Ossification of the posterior longitudinal ligament (OPLL) in the cervical spine is known as a rare, complex genetic disease, its complexity being partly because OPLL is diagnosed by radiological findings regardless of clinical or genetic evaluations. Although many genes associated with susceptibility have been reported, the exact causative genes are still unknown.
We performed an analysis using next-generation sequencing and including only patients with a clear involved phenotype.
This was a case control study.
A total of 74 patients with severe OPLL and 26 healthy controls were included.
Causal single-nucleotide variant (SNV), gene-wise variant burden (GVB), and related pathway METHOD: We consecutively included the severe OPLL patients with continuous-/mixed-type and an occupying ratio of ≥ 40%, and performed whole-exome sequencing (WES) and bioinformatic analysis. Then, a validation test was performed for candidate variations. Participants were divided into four groups (rapidly-growing OPLL, growing rate ≥ 2.5%/year; slow-growing, < 2.5%/year; uncertain; and control).

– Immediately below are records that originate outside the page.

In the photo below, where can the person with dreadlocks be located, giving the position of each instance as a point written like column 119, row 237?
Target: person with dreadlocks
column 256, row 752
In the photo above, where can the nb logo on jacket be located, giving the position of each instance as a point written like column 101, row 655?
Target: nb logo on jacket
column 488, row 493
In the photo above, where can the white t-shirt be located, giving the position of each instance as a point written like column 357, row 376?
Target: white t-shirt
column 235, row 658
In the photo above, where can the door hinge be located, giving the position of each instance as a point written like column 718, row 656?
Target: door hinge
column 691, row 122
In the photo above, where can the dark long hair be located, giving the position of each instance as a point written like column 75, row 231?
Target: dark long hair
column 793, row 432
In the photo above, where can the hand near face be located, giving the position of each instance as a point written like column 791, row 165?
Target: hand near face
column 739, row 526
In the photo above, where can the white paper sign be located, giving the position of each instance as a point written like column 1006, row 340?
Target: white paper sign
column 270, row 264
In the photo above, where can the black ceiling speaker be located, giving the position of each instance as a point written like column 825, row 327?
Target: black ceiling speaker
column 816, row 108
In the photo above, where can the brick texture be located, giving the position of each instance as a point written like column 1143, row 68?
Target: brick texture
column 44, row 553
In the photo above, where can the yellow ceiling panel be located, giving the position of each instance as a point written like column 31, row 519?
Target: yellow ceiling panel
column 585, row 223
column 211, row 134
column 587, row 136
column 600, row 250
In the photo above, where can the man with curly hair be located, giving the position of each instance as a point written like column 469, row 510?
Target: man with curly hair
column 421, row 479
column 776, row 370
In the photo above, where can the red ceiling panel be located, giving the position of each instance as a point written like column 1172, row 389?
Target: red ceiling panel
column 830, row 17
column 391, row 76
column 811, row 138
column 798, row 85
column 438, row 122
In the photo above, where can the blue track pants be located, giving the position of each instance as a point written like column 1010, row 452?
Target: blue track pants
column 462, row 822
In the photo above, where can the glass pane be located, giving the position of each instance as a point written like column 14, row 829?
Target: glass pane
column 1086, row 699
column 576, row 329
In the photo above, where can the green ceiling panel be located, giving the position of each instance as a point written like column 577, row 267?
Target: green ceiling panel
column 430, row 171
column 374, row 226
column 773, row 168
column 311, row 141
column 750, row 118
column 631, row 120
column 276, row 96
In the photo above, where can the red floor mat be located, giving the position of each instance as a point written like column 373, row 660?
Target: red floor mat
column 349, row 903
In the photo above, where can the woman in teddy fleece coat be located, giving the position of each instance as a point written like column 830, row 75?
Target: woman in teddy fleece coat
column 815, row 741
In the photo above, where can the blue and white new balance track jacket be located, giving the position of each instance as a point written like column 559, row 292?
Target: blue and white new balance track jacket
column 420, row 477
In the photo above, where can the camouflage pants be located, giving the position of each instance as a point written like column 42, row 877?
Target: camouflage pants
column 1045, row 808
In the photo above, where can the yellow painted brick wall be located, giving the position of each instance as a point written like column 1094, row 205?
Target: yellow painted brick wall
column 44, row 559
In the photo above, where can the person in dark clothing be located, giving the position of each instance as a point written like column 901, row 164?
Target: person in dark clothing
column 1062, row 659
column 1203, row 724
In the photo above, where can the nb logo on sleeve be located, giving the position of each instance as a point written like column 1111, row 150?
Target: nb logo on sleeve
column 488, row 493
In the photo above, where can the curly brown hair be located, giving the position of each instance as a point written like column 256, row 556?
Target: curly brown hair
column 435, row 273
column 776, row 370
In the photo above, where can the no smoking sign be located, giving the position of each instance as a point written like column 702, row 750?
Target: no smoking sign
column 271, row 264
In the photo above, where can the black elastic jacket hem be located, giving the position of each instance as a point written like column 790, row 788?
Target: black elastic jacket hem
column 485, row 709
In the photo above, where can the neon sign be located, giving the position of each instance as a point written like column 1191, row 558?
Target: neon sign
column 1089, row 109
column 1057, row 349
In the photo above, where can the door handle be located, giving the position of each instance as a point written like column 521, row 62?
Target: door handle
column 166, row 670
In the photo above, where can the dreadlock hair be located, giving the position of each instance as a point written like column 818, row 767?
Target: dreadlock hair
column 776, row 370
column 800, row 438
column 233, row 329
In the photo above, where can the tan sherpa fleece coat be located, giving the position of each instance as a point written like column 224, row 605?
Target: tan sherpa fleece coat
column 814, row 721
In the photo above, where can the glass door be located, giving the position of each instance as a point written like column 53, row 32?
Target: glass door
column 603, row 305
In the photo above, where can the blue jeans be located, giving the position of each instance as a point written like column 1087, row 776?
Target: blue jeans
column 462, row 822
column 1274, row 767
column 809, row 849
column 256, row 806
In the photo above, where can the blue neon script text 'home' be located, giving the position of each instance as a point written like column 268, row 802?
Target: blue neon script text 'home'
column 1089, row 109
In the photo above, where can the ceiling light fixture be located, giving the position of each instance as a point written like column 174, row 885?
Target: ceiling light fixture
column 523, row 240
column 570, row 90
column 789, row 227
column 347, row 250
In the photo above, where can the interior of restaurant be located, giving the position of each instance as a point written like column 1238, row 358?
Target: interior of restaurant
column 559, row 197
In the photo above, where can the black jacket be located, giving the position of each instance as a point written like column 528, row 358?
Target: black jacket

WES was performed on samples from 74 patients with OPLL (rapidly-growing, 33 patients; slow-growing, 37; and uncertain, 4) with 26 healthy controls. Analysis of 100 participants identified a newly implicated SNV and four candidate genes based on GVB. The GVB of CYP4B1 showed a more deleterious score in the OPLL than the control group. Comparison between the rapidly growing OPLL and control groups revealed seven newly identified SNVs. We found significant association for two rare missense variants; rs121502220 (odds ratio [OR] = infinite; minor allele frequency [MAF] = 0.034) in NLRP1 and rs13980628 (OR= infinite; MAF = 0.032) in SSH2. The three genes are associated with inflammation control and arthritis, and SSH2 and NLRP1are also related to vitamin D modulation.
Identification of unique variants in novel genes such as NLRP1, SSH2, and CYP4B1 suggests that auto-inflammation may play a role in the development and progression of OPLL.